In any event, the bank acknowledged that from September 2009 to June 2011, it put the foreclosure matter on hold while the sides tried to negotiate a settlement, including a possible short sale.
In the aftermath of Hurricane Irene, the case was further put on hold from September 2011 to November 2011.
Almost two years after the answer's rejection, Lugo attempted to dismiss the case, or at least force the bank to accept her untimely answer.
The majority said Thompson correctly denied dismissal. Among other things, Lugo waived her right to argue the complaint was abandoned because she did not complain when the bank treated her answer as a notice of appearance and she made document requests to the bank.
Still, "in light of the strong public policy of this state to dispose of cases on their merits, the motion court improvidently exercised its discretion in denying defendant's motion to compel acceptance of her untimely answer," the majority said.

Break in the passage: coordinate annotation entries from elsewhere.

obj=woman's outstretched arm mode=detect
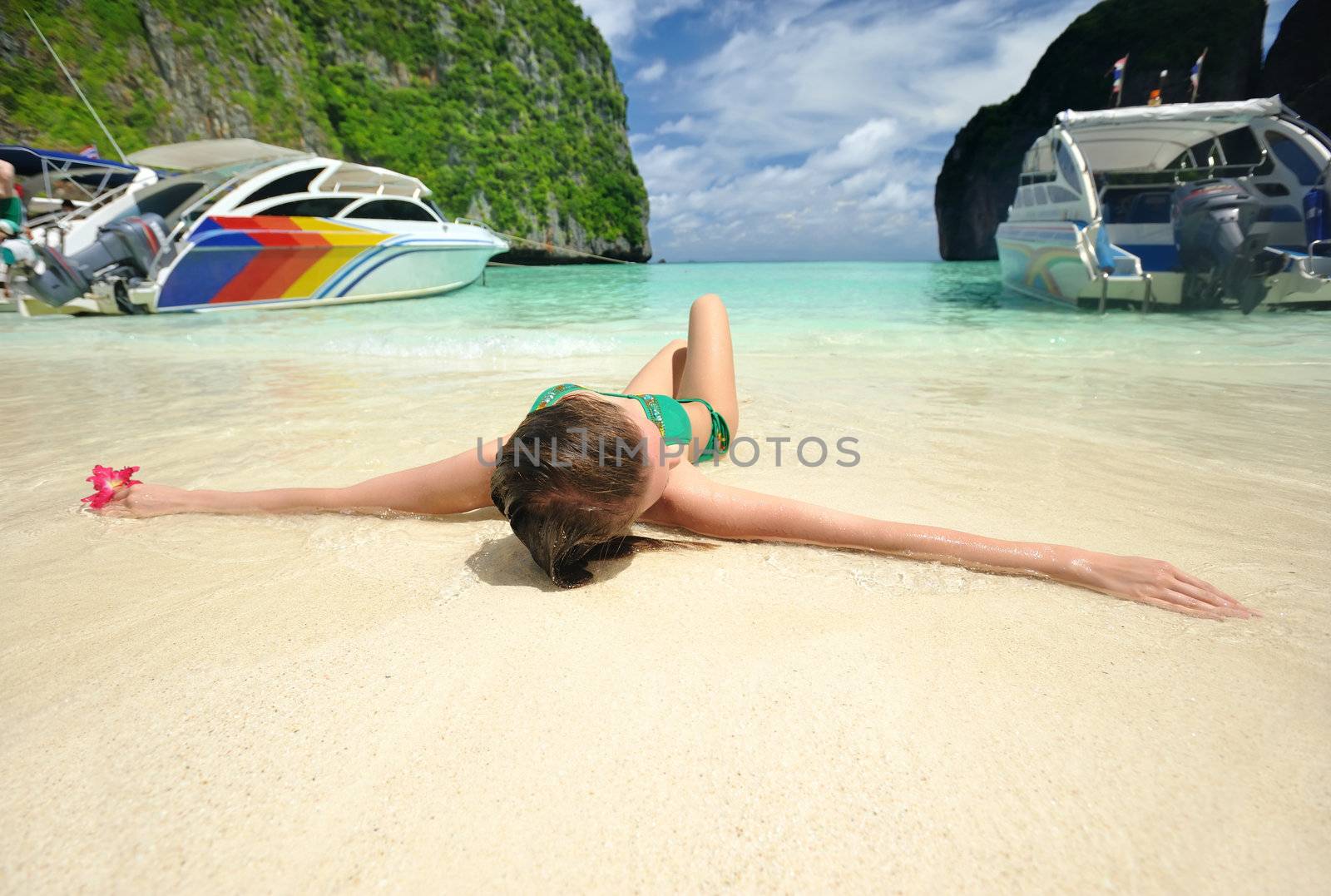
[104,442,495,517]
[644,465,1259,619]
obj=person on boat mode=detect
[102,295,1256,619]
[0,161,33,266]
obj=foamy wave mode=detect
[313,333,619,361]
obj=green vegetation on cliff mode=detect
[934,0,1266,261]
[0,0,651,258]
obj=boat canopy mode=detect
[129,137,310,171]
[0,144,140,196]
[1056,96,1294,173]
[318,162,430,198]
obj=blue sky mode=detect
[577,0,1294,261]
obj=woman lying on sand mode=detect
[106,295,1256,619]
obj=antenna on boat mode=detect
[22,9,129,164]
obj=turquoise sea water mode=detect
[7,262,1331,370]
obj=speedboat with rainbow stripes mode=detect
[11,140,508,315]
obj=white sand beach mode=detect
[0,269,1331,894]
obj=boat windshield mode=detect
[117,158,290,230]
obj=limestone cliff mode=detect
[1262,0,1331,133]
[0,0,651,261]
[934,0,1261,261]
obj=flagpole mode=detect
[1189,47,1211,102]
[22,9,129,162]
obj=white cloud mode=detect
[622,0,1094,258]
[634,58,666,84]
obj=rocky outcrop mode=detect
[934,0,1261,261]
[1262,0,1331,133]
[0,0,651,264]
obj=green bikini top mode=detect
[527,382,730,461]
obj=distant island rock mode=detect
[1262,0,1331,133]
[934,0,1261,261]
[0,0,652,264]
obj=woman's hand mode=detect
[93,482,191,518]
[1058,552,1262,621]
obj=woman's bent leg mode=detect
[624,339,688,395]
[676,295,740,438]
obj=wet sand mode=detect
[0,291,1331,894]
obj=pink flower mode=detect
[80,465,142,510]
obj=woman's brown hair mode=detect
[490,393,710,588]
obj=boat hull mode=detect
[997,221,1096,304]
[151,215,507,313]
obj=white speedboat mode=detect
[12,140,508,315]
[997,97,1331,311]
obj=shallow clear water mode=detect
[0,264,1331,892]
[10,262,1331,369]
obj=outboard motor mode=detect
[17,213,166,311]
[1170,178,1271,314]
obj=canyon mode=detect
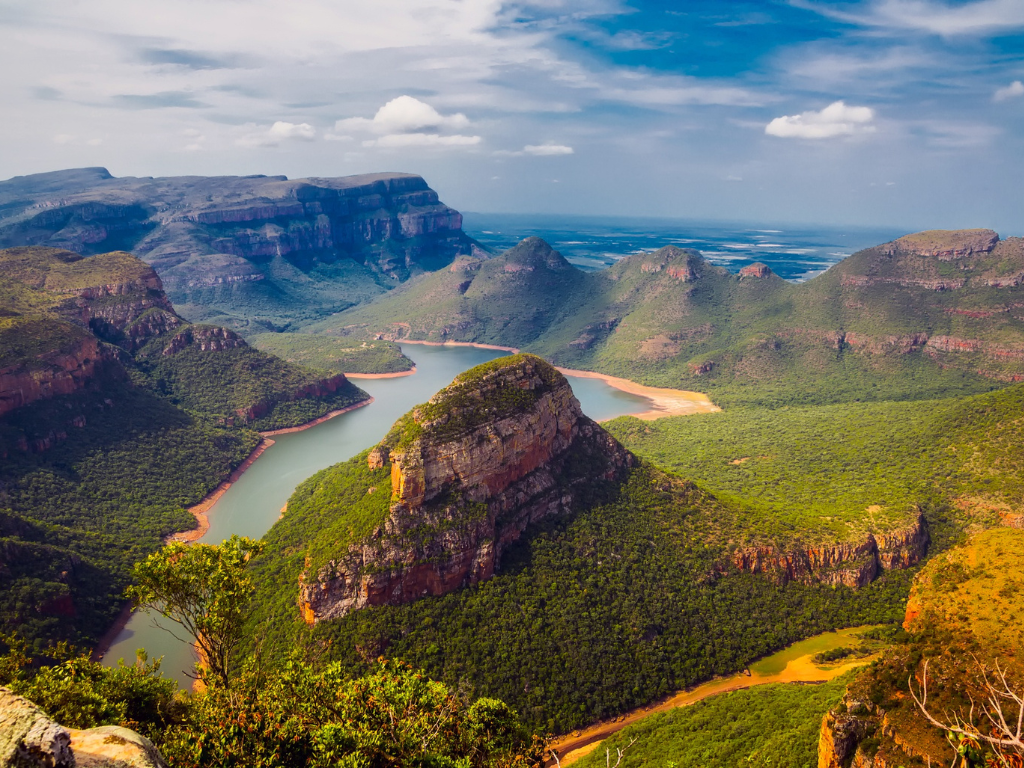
[0,168,485,330]
[299,355,636,624]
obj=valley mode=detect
[0,215,1024,768]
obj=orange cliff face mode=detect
[299,355,636,624]
[732,511,929,589]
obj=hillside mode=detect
[309,230,1024,407]
[818,528,1024,768]
[245,355,922,732]
[0,248,366,643]
[0,168,474,334]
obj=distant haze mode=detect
[0,0,1024,236]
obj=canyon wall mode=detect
[732,518,928,588]
[299,355,635,624]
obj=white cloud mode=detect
[269,120,316,141]
[992,80,1024,101]
[765,101,874,138]
[334,96,469,134]
[362,133,481,150]
[522,144,572,157]
[234,120,316,150]
[793,0,1024,37]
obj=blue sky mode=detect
[0,0,1024,234]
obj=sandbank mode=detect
[556,366,722,421]
[547,628,878,768]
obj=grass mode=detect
[604,385,1024,545]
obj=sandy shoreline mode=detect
[395,339,722,421]
[395,339,519,354]
[548,653,878,768]
[345,366,416,379]
[555,366,722,421]
[90,397,374,662]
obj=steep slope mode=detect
[315,238,593,346]
[0,168,474,332]
[0,247,366,643]
[245,354,919,731]
[818,528,1024,768]
[319,230,1024,407]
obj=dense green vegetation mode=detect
[249,334,413,374]
[0,248,366,646]
[575,675,850,768]
[837,527,1024,768]
[250,462,909,732]
[311,238,1024,408]
[0,383,259,642]
[130,337,367,430]
[604,385,1024,546]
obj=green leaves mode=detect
[125,536,263,687]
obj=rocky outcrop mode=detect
[234,374,348,422]
[732,512,929,589]
[739,261,773,280]
[299,354,635,624]
[0,688,167,768]
[881,229,999,261]
[161,326,247,355]
[0,169,477,329]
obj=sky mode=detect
[0,0,1024,234]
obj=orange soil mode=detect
[550,653,877,768]
[558,368,722,421]
[345,366,416,379]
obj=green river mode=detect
[103,344,650,684]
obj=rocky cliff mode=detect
[732,512,928,588]
[0,688,167,768]
[299,354,635,624]
[0,169,479,325]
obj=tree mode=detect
[126,536,263,688]
[907,659,1024,768]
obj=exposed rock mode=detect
[732,511,929,588]
[0,688,167,768]
[162,326,246,355]
[739,261,773,279]
[0,169,477,325]
[882,229,999,261]
[299,354,635,624]
[234,374,348,422]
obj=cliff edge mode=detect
[299,354,636,624]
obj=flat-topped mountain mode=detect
[0,168,474,331]
[0,247,367,642]
[310,229,1024,406]
[289,355,635,624]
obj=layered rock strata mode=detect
[299,354,636,624]
[732,512,929,588]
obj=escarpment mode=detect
[299,354,635,624]
[0,169,484,329]
[732,512,929,588]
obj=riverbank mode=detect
[395,339,722,421]
[90,397,374,662]
[550,627,878,768]
[345,366,416,379]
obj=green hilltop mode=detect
[308,230,1024,407]
[0,247,367,644]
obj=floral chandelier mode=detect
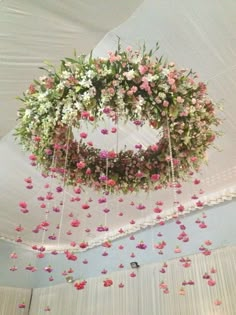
[16,47,219,193]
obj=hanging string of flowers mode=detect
[16,43,219,193]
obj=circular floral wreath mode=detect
[16,43,219,192]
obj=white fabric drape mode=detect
[0,287,31,315]
[30,247,236,315]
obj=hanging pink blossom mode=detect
[103,279,113,287]
[136,241,147,249]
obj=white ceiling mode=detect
[0,0,236,252]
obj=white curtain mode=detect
[30,247,236,315]
[0,287,31,315]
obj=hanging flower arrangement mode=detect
[16,43,219,193]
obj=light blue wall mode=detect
[0,201,236,287]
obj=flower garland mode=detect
[16,43,219,193]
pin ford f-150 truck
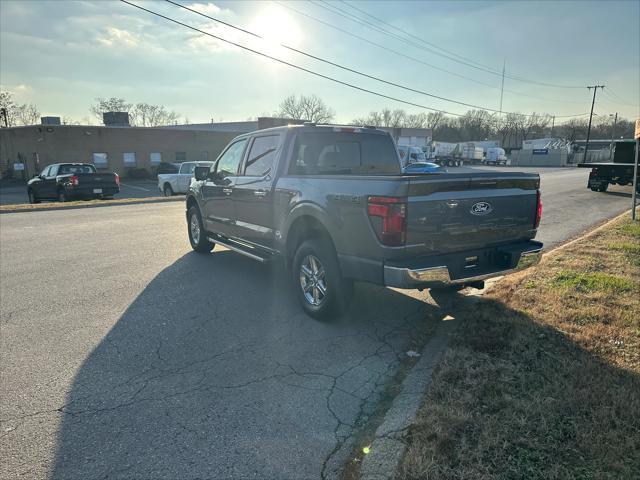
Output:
[186,124,542,317]
[27,163,120,203]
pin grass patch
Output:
[399,219,640,480]
[553,270,638,293]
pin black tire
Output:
[27,189,40,203]
[292,238,353,318]
[187,206,215,253]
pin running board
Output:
[207,237,268,263]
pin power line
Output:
[165,0,592,116]
[272,0,584,105]
[120,0,468,117]
[320,0,584,89]
[120,0,585,121]
[340,0,504,74]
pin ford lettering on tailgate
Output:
[469,202,493,215]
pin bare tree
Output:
[15,103,40,125]
[129,103,180,127]
[0,91,17,127]
[276,95,335,123]
[426,112,445,130]
[89,97,133,123]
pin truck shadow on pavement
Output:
[51,251,450,479]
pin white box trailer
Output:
[484,147,507,165]
[431,142,458,159]
[461,143,484,163]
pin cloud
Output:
[96,27,140,47]
[185,2,233,15]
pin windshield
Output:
[58,165,96,175]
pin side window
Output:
[216,139,247,177]
[93,152,109,168]
[180,163,196,175]
[244,135,280,177]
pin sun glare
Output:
[250,6,301,56]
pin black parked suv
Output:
[27,163,120,203]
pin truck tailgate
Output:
[406,173,540,254]
[76,173,116,188]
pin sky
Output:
[0,0,640,123]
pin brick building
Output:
[0,118,298,178]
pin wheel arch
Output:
[284,208,336,266]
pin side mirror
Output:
[193,166,210,181]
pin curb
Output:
[360,319,459,480]
[0,196,184,215]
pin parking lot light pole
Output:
[609,112,618,161]
[631,137,640,220]
[582,85,604,163]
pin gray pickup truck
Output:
[186,124,542,317]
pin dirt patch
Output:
[399,218,640,479]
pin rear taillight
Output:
[533,190,542,228]
[367,197,407,247]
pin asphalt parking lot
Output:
[0,180,162,205]
[0,169,630,479]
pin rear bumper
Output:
[65,186,120,198]
[384,240,542,288]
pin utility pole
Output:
[609,112,618,161]
[582,85,604,163]
[500,59,507,116]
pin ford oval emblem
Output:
[469,202,493,215]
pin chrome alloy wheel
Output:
[300,255,327,307]
[189,215,200,245]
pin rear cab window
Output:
[289,130,401,175]
[180,162,196,175]
[242,135,280,177]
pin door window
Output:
[244,135,280,177]
[217,139,247,177]
[180,163,196,175]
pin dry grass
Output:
[400,219,640,479]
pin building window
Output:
[93,152,109,168]
[149,152,162,165]
[122,152,136,167]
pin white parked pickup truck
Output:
[158,162,213,197]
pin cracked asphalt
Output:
[0,203,438,479]
[0,166,628,479]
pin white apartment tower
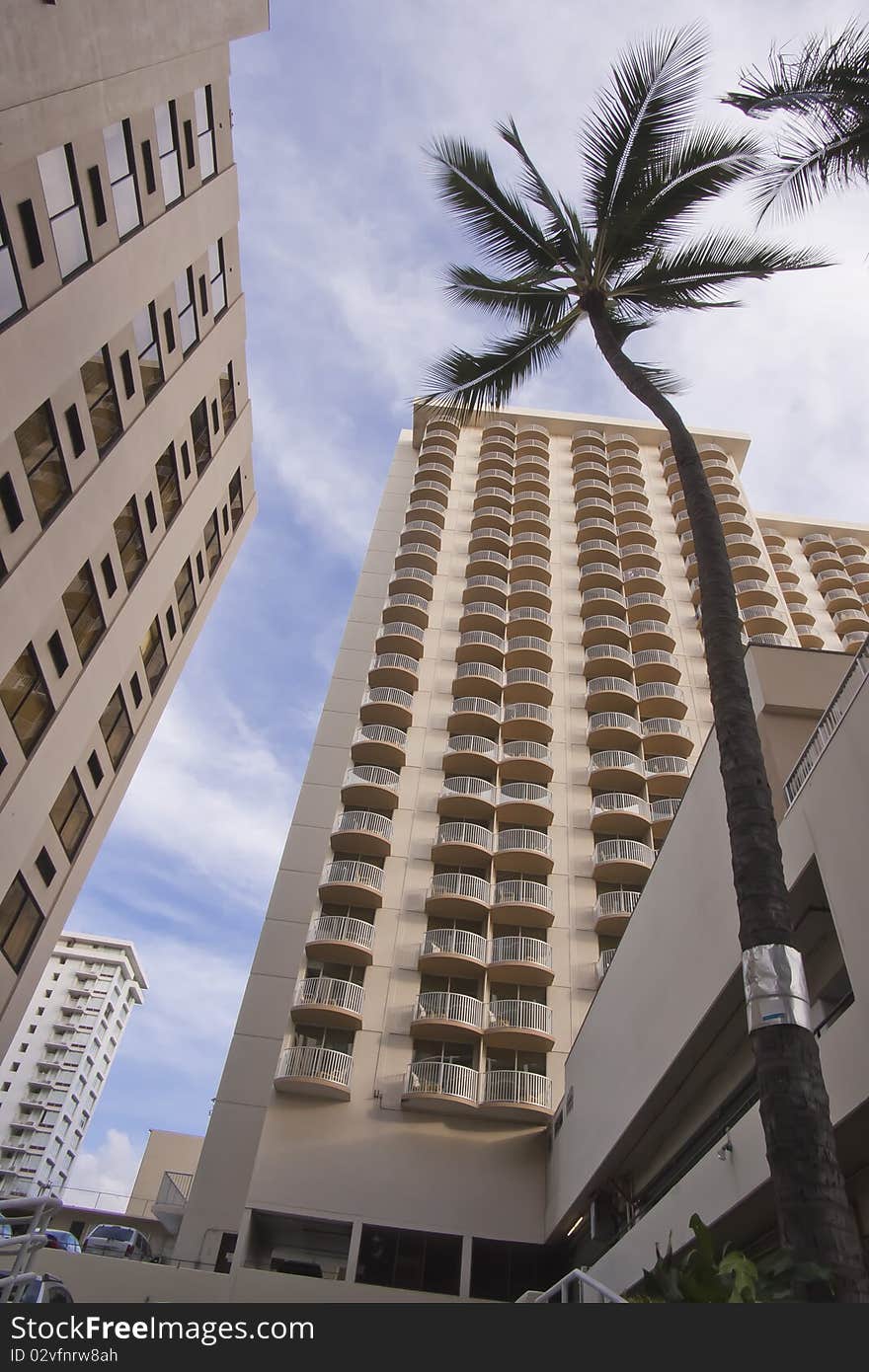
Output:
[176,406,869,1299]
[0,0,268,1052]
[0,933,148,1196]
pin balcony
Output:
[486,999,555,1052]
[419,929,489,977]
[331,809,393,858]
[351,724,408,768]
[341,767,401,809]
[305,915,375,966]
[275,1047,353,1101]
[479,1067,552,1123]
[426,872,492,919]
[401,1058,479,1114]
[289,977,365,1029]
[489,935,555,986]
[593,838,655,883]
[492,879,552,929]
[594,890,640,936]
[320,858,383,910]
[432,820,493,867]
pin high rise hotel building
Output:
[0,0,268,1052]
[176,406,869,1298]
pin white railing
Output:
[784,640,869,805]
[275,1045,353,1087]
[404,1058,479,1105]
[306,915,375,953]
[420,929,488,963]
[292,977,365,1016]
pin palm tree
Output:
[426,26,869,1301]
[725,24,869,217]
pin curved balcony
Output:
[497,781,555,824]
[341,767,400,809]
[331,809,393,858]
[588,710,641,750]
[401,1058,479,1114]
[437,777,497,819]
[351,724,408,768]
[501,738,553,782]
[375,620,426,658]
[289,977,365,1029]
[419,929,489,977]
[486,998,555,1052]
[592,791,652,837]
[320,858,383,910]
[492,879,552,929]
[305,914,375,967]
[432,820,493,867]
[426,872,492,919]
[479,1067,552,1123]
[489,935,555,986]
[411,991,483,1041]
[275,1047,353,1101]
[645,753,690,796]
[593,838,655,882]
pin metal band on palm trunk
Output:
[743,944,812,1033]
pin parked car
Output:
[45,1229,81,1253]
[81,1224,154,1262]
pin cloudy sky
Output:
[69,0,869,1191]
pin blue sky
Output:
[69,0,869,1191]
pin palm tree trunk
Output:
[582,292,869,1302]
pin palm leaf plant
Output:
[725,24,869,215]
[426,26,869,1299]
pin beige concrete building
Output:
[169,408,869,1299]
[0,0,268,1051]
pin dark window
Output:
[0,644,55,757]
[39,143,91,278]
[18,200,45,267]
[63,405,85,457]
[15,402,71,528]
[50,773,92,862]
[100,553,118,599]
[154,443,182,528]
[48,630,70,676]
[0,873,42,971]
[175,557,195,633]
[88,168,109,224]
[100,686,133,767]
[114,496,148,590]
[0,472,25,534]
[35,848,57,886]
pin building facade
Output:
[176,406,869,1298]
[0,0,268,1051]
[0,933,148,1196]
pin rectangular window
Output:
[63,563,104,664]
[38,143,91,280]
[133,303,163,404]
[114,496,148,590]
[175,557,197,633]
[103,119,140,239]
[190,401,211,476]
[141,618,166,694]
[100,686,133,767]
[0,873,42,971]
[175,267,199,352]
[194,85,217,181]
[154,100,182,208]
[15,401,71,528]
[81,347,120,457]
[0,644,55,757]
[49,771,94,862]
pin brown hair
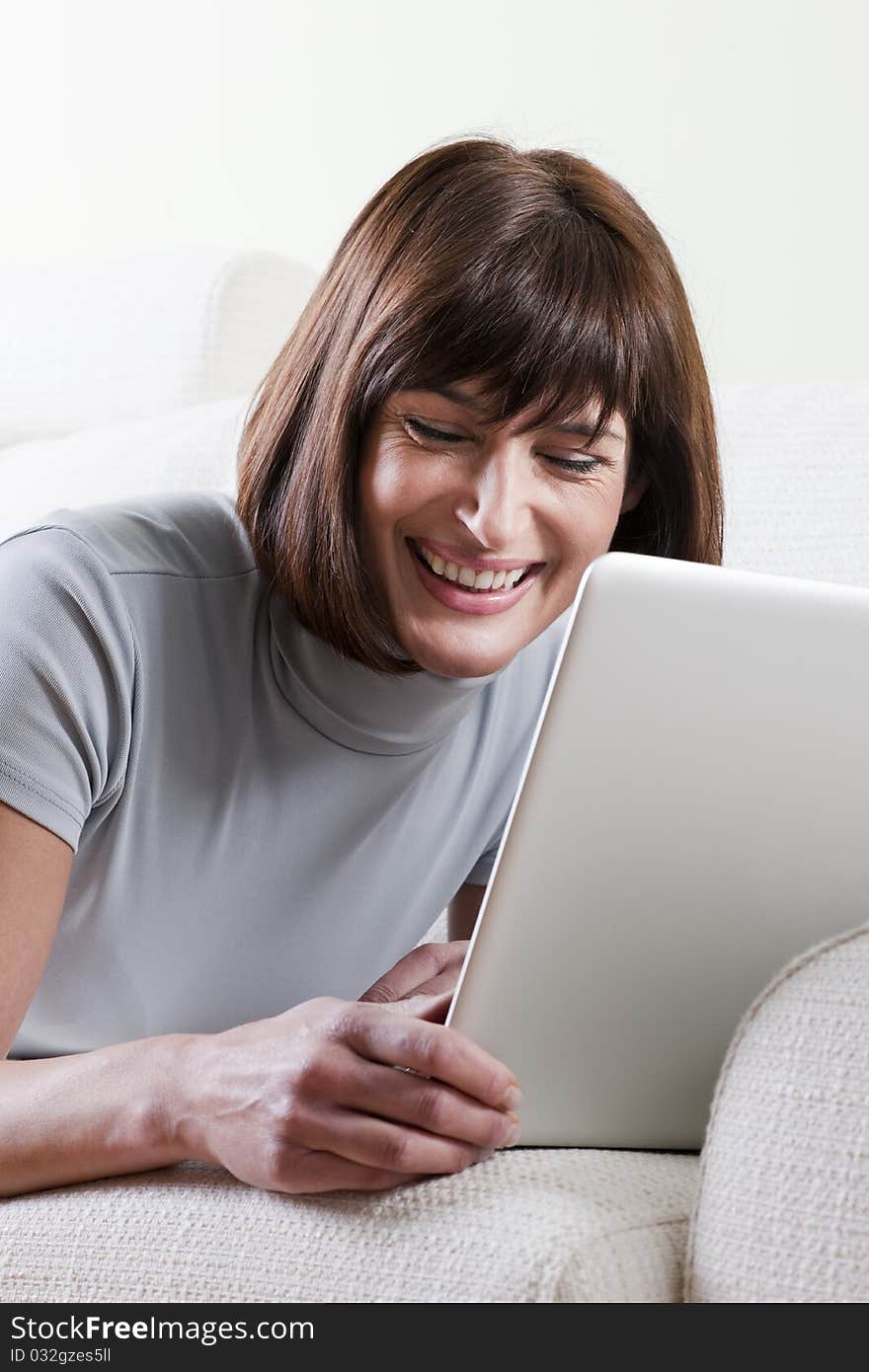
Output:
[238,137,724,673]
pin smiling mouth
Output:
[407,538,544,595]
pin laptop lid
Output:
[446,553,869,1150]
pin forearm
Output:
[0,1034,191,1196]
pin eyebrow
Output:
[426,386,625,443]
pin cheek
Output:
[359,451,427,532]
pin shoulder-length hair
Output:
[236,137,724,675]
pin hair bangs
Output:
[376,211,640,442]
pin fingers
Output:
[267,1148,425,1195]
[328,1063,518,1148]
[359,939,468,1004]
[287,1104,494,1176]
[335,1004,517,1108]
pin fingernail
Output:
[501,1087,521,1110]
[501,1115,521,1148]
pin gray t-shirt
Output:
[0,492,569,1058]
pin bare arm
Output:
[0,802,516,1195]
[0,801,184,1195]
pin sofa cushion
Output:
[0,249,317,436]
[685,926,869,1304]
[0,395,249,539]
[714,381,869,586]
[0,1148,697,1304]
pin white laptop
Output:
[446,553,869,1150]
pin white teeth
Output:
[416,543,527,591]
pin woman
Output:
[0,138,722,1193]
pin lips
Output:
[405,538,545,616]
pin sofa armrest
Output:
[685,925,869,1302]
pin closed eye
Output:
[405,415,606,472]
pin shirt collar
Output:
[269,590,510,753]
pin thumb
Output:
[383,989,453,1024]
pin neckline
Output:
[269,590,510,755]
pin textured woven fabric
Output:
[715,383,869,586]
[0,1148,697,1304]
[685,926,869,1304]
[0,249,317,436]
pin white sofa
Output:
[0,253,869,1302]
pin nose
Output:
[453,440,531,556]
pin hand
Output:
[168,993,520,1193]
[359,939,471,1024]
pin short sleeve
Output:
[0,527,136,852]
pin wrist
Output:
[147,1033,212,1162]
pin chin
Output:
[405,644,514,678]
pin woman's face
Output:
[358,380,647,676]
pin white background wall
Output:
[0,0,869,381]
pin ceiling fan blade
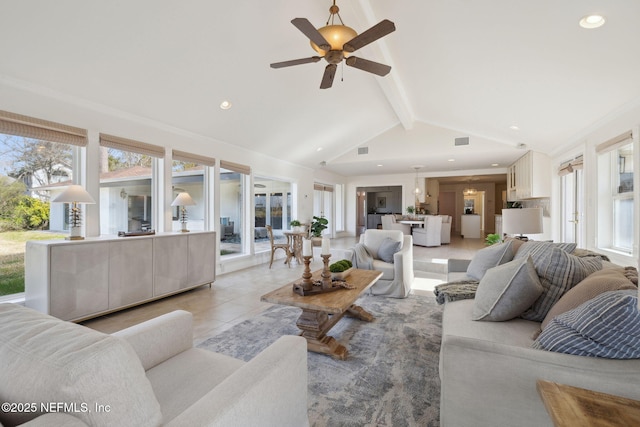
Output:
[342,19,396,52]
[291,18,331,50]
[320,64,338,89]
[271,56,322,68]
[346,56,391,76]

The circumstances of the case showed Lugo's delay was not willful, the majority found. She also had an "arguably meritorious affirmative defense" pertaining to standing, the panel said, noting the absence of a note and mortgage in the record and an undated assignment.
Yet Tom said it was the "rare appellate case" where the majority's reasoning was applied to a motion to compel acceptance of an answer. He said Lugo, who did not use the premises as a principal residence, benefitted to the bank's detriment.
Considering the loss of interest on the debt and the property's carrying costs, Tom said, "it also cannot be said that plaintiff will not continue to sustain prejudice as a result of further delay in recovering the property."
Robert Brill and Anita Jaskot of the Law Offices of Robert M. Brill in Manhattan represented Lugo on appeal.
In an interview, Brill said the majority concluded it was "incumbent on the courts to permit that which our system does best: to allow facts to be turned into evidence, presented to the court either for final judgment or trial."
Geraldine Cheverko, then with Eckert Seamans Cherin & Mellott in White Plains, represented the plaintiffs.